Evaluation: In a stressful state, INTJ tends to look serious, sharp, strong, and ruthless. The F-type personality is gentle and friendly.

Core threats:

    1. Restrict the planning level;

    2. Planning in order to deal with more other people’s logic, to what extent can they take into account other people’s logic (human factors)

    3. The implementation of the program is hindered;

    4. Too academic (difficult to understand);

    5. Cold, serious, oppressive (will bring uncomfortable negative emotions to the other party);

    6. Pay more attention to people (ignore people’s spiritual needs);

    7. Perfectionism (requiring others with high self-standards);

    8. Too harsh (cold and unrelenting);

INTJ Relationships
(4) P-perception (the way of doing things)

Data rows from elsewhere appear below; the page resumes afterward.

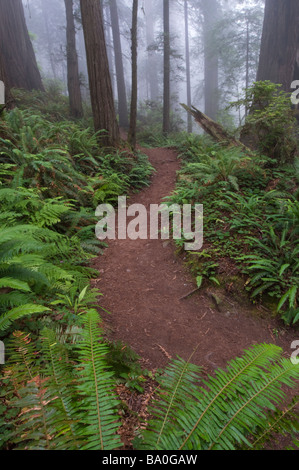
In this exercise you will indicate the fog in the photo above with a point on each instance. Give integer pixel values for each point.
(224, 43)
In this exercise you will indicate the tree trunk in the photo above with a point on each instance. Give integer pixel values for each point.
(279, 57)
(120, 78)
(188, 74)
(73, 79)
(152, 71)
(107, 29)
(210, 11)
(8, 99)
(133, 114)
(98, 72)
(166, 92)
(16, 48)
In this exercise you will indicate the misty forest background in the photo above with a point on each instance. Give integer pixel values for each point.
(89, 86)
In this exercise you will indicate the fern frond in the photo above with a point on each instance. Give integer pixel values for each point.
(19, 312)
(96, 385)
(229, 407)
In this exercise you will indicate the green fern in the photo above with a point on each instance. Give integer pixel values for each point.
(96, 386)
(224, 413)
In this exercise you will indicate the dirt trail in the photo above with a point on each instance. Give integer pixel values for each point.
(143, 281)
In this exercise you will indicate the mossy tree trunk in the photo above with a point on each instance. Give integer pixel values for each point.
(73, 77)
(279, 56)
(98, 71)
(18, 57)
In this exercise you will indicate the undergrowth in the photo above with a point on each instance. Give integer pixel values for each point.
(251, 209)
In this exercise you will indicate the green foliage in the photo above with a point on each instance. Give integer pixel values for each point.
(53, 175)
(226, 410)
(250, 219)
(271, 121)
(62, 404)
(64, 399)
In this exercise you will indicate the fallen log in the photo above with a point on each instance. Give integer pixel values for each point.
(216, 131)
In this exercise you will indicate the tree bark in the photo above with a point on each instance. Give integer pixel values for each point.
(166, 92)
(133, 114)
(279, 56)
(119, 68)
(16, 48)
(73, 78)
(210, 11)
(9, 102)
(152, 70)
(188, 73)
(98, 71)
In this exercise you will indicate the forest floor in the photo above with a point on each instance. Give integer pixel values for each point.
(144, 284)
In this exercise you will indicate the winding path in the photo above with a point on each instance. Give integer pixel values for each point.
(143, 281)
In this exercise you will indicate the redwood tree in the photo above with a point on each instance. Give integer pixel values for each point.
(279, 57)
(73, 78)
(119, 68)
(188, 72)
(98, 71)
(133, 113)
(17, 52)
(167, 52)
(210, 13)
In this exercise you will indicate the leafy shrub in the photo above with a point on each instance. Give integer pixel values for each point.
(271, 123)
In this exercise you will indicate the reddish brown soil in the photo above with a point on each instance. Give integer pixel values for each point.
(143, 283)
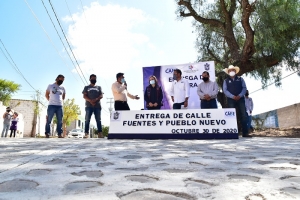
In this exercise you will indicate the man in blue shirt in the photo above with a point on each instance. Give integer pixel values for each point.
(234, 88)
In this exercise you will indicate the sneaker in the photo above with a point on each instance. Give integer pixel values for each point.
(100, 135)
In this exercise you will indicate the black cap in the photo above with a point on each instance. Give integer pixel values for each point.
(59, 76)
(119, 75)
(92, 75)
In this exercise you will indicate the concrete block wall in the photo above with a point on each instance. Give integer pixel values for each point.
(289, 116)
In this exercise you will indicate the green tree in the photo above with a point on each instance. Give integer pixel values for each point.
(71, 112)
(7, 88)
(258, 36)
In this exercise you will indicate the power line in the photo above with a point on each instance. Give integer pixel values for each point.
(274, 82)
(83, 11)
(37, 19)
(15, 65)
(62, 42)
(66, 39)
(87, 24)
(69, 11)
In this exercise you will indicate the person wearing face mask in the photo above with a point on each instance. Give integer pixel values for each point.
(92, 95)
(249, 109)
(118, 89)
(7, 116)
(180, 90)
(153, 94)
(234, 88)
(207, 91)
(55, 94)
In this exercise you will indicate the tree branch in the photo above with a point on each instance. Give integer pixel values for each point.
(248, 49)
(193, 13)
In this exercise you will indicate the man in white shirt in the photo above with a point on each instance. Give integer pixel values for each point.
(118, 89)
(55, 94)
(207, 91)
(180, 90)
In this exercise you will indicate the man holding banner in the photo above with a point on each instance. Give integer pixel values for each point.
(118, 89)
(180, 90)
(207, 91)
(234, 88)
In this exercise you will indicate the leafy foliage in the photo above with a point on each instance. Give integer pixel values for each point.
(258, 36)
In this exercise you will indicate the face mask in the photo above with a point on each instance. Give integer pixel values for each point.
(205, 79)
(232, 73)
(152, 82)
(59, 82)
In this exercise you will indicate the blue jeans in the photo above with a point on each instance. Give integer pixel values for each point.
(240, 105)
(88, 114)
(249, 122)
(58, 111)
(5, 129)
(177, 105)
(209, 104)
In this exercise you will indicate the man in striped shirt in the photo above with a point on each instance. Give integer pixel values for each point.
(207, 91)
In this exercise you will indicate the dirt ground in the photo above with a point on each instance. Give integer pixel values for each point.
(292, 132)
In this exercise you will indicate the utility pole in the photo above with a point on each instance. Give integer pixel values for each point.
(110, 107)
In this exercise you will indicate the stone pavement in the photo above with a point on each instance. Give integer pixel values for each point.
(251, 169)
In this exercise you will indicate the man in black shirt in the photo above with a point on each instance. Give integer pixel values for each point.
(92, 95)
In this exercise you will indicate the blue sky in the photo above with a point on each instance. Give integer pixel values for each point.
(107, 38)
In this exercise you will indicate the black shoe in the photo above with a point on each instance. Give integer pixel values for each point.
(247, 136)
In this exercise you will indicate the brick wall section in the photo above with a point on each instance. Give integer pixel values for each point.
(289, 116)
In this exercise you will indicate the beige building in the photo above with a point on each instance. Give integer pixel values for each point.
(34, 123)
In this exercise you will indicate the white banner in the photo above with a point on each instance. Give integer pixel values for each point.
(192, 121)
(192, 72)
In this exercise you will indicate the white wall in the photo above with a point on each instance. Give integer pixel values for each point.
(20, 125)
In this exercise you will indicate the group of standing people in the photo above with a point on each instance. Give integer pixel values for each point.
(56, 93)
(234, 87)
(10, 121)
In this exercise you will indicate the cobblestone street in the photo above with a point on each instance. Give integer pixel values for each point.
(257, 168)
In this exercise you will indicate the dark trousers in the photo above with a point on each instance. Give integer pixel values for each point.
(88, 114)
(208, 104)
(121, 105)
(12, 131)
(177, 105)
(240, 105)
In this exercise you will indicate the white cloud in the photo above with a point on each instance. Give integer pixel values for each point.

P refers to using perceptual attitude (S/N) to look up information and listen to suggestions.

It should be noted that in the case of people, they often like to be treated in a way that is perceived (S/N).

INTJ Relationships
04.
Focus

1. Focus: The most precious thing is the long-term understanding of a certain direction.

2. Perfect personality: the four functions of introversion and extroversion can be fully mobilized at will; the meaning/achievement of life, no matter where it ends, the core approach must go through the path of “developing a more adequate personality.”

3. Sequence: Make use of strengths to make up for weaknesses, fully develop their talents, and on this basis, actively develop their shortcomings.

4. Lifetime project: “Make yourself more extroverted”, this is one of the ways to develop a more adequate personality.

5. Socialization: learn to borrow resources from the secular culture of the market and the ruffian.

6. Abandoned mentality: disdain to engage in interpersonal relationships, feel that they are unable to engage in interpersonal relationships, and feel that doing interpersonal relationships is a waste of time.

7. Overall: Wisdom can only grow in the framework, and local contradictions can breed dullness.

INTJ Relationships
05.
“Who am I?”

Want to understand what your ultimate pursuit is, and find a general framework for your continuous growth. It is something that every INTJ needs to pursue and explore.